Leia sets up a new Fight Squadron, ‘Starlight Squadron’ consisting of Wedge Antilles, Shara Bey, L’Ulo L’Ampar, Mary Matten and two new pilots we’ve never seen before, Freyta Smyth and Evaan Verlaine. Their mission is to locate the missing groups of the Rebel Fleet. They locate the ruins of the Sixth Division and a group of Probe Droids who attack the Fighters’ Astromech Droids, attempting to retrieve the rest of the Rebel locations. They eject the droids, which self destruct but are soon attacked by Commander Zahra’s Star Destroyer.
The Talky communicates with Lobot before telling Leia, Lando, Chewie and Kes that the connection between them is killing Lobot.

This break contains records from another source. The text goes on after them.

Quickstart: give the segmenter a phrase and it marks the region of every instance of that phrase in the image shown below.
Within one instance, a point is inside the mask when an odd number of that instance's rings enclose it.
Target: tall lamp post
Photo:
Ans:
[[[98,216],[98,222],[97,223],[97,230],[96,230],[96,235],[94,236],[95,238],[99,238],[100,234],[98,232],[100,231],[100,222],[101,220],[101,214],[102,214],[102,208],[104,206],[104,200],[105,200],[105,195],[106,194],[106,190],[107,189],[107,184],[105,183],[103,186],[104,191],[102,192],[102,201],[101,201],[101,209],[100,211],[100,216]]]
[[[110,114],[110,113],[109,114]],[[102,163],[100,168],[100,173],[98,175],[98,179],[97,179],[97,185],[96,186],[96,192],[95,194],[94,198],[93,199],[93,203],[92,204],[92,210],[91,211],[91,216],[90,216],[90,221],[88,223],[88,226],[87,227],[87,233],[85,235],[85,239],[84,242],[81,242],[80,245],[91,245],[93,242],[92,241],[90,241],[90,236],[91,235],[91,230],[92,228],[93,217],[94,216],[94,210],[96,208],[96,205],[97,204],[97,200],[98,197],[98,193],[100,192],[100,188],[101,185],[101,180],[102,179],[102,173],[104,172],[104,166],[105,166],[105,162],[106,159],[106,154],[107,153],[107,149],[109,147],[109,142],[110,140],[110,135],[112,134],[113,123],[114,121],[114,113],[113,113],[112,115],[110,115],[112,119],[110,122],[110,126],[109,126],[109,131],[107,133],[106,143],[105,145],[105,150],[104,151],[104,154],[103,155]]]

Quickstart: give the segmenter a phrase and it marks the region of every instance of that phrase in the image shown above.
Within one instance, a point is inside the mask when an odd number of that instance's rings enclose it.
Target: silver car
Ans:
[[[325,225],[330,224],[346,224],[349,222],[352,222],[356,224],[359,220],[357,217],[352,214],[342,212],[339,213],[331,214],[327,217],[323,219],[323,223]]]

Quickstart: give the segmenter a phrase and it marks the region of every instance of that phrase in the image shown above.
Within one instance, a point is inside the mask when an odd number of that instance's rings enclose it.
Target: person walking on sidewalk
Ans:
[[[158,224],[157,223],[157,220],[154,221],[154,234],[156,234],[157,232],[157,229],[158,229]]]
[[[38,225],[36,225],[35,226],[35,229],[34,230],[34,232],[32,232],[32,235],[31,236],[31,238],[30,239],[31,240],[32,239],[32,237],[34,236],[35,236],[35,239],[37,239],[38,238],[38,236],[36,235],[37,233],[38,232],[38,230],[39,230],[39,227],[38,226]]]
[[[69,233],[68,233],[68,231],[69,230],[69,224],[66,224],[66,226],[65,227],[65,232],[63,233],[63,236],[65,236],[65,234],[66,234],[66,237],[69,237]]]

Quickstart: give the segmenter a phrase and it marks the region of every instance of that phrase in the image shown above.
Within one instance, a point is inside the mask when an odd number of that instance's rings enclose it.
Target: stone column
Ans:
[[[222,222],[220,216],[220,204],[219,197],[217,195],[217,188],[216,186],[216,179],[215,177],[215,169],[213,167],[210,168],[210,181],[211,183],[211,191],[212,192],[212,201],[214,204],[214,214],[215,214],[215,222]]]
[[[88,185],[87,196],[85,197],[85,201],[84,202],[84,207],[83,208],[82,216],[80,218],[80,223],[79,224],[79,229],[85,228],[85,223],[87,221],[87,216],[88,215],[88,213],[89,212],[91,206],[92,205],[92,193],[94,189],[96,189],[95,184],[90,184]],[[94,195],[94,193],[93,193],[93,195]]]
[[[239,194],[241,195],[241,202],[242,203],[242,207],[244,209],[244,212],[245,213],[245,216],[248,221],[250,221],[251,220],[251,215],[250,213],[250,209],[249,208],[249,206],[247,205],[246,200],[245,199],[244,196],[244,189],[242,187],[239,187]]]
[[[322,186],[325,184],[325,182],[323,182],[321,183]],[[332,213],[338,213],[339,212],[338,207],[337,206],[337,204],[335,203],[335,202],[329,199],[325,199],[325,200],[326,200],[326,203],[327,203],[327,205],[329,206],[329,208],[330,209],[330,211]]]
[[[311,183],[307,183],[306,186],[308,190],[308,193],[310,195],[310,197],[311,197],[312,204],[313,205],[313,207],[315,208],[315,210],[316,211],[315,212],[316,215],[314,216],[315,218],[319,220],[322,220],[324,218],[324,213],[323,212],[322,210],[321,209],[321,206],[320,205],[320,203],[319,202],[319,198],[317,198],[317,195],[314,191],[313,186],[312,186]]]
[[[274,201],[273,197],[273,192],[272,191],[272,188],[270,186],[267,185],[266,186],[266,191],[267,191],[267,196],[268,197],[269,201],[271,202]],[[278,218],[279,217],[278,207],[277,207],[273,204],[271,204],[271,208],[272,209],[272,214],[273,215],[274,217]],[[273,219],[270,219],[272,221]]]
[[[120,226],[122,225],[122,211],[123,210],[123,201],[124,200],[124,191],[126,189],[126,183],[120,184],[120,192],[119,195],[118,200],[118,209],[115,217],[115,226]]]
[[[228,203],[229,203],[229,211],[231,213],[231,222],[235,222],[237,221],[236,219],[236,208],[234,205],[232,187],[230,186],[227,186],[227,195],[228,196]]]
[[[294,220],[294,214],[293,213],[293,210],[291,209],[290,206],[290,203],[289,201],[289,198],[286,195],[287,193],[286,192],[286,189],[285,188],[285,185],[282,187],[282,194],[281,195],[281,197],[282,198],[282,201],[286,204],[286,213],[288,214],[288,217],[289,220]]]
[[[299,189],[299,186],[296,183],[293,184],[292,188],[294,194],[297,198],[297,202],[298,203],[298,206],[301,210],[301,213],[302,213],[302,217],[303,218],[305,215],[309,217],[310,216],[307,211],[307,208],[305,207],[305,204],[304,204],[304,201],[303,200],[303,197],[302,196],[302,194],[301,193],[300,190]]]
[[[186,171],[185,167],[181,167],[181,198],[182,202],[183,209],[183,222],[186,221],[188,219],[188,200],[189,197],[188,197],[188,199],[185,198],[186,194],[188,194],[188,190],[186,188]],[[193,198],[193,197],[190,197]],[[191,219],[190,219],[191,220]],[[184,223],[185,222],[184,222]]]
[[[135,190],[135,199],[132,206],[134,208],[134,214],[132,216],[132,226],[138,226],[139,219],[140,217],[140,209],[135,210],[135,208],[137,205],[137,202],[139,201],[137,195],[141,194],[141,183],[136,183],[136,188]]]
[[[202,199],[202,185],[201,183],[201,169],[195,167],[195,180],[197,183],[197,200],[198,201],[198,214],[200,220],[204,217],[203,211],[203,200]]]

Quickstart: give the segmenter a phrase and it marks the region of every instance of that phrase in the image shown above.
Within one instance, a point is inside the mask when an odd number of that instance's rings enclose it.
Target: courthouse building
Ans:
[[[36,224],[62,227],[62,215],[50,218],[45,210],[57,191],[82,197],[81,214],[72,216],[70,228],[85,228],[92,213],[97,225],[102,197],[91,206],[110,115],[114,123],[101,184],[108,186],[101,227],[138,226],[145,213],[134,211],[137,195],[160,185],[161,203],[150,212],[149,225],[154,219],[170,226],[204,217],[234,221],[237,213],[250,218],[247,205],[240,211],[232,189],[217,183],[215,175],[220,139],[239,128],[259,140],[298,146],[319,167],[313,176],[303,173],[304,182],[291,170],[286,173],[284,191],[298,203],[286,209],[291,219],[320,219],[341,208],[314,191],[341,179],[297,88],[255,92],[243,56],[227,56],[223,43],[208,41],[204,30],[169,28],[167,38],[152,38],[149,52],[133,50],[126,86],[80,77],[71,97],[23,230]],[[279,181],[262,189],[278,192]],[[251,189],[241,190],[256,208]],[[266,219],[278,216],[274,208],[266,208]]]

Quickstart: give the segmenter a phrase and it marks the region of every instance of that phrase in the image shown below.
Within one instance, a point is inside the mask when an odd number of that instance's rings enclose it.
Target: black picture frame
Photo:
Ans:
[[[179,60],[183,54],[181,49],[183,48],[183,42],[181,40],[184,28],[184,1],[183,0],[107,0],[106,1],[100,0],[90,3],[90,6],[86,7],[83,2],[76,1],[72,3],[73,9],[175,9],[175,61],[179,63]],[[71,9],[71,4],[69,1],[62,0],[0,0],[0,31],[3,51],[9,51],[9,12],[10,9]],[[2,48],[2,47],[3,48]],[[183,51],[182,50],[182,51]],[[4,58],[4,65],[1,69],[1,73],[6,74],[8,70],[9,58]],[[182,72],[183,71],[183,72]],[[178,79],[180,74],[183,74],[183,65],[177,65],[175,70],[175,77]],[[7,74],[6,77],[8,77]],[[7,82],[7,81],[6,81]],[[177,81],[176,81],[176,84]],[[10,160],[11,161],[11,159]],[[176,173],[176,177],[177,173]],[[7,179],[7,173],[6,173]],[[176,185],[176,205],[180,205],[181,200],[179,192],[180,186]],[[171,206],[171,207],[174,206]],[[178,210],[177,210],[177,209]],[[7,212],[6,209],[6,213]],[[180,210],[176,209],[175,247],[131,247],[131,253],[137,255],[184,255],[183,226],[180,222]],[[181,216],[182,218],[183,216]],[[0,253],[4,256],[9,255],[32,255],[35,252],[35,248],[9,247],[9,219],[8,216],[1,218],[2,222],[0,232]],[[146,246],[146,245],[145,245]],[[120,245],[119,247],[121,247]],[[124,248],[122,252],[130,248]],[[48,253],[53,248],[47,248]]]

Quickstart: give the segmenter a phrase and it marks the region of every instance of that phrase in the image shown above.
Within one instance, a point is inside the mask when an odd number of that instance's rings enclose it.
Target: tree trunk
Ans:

Lando calls for them to break the connection and find another way but Kes shuts him up by pointing a blaster at Lando.
For me there was one major factor riding against this issue.
It came out the same day as Star Wars: The High Republic Issue 1, probably one of the most anticipated Star Wars comics in recent history.
Whilst the issue has some action, the majority is a series of conversations, which really slows the arc down after last issues action-packed story and an attempt to build tension around the idea that Lobot will die because of the connection with Talky, however, Lobot isn’t going to die yet as he shows up in ‘Aftermath: Empire’s End’. Unfortunately, for the story there aren’t many characters introduced so far that could give us an emotional loss, so it feels like Soule is clutching at straws for a good old tug on the heart strings.
Unfortunately, even the Starlight Squadron scenes don’t have enough emotional connection with us where any of the characters we already know are in danger. Granted, there are three of the six pilots who we know make it through the Original Trilogy (and I doubt that Charles Soule is pitching Mart Matten to be a big emotional death). However, we do get the return of Commander Zahra and her really cool looking damaged Star Destroyer.
For me, it was a disappointing second part of what looks to be a three part story arc. Thankfully, the story is bolstered by some amazing art here, especially in the dog fight scenes, and the final page with Starlight Squadron being chased by the Star Destroyer is beautiful. Hopefully prt three will be a return to form for this series. Soule has been knocking it out of the park so far and this could just be a build-up issue before the proverbial hits the fan.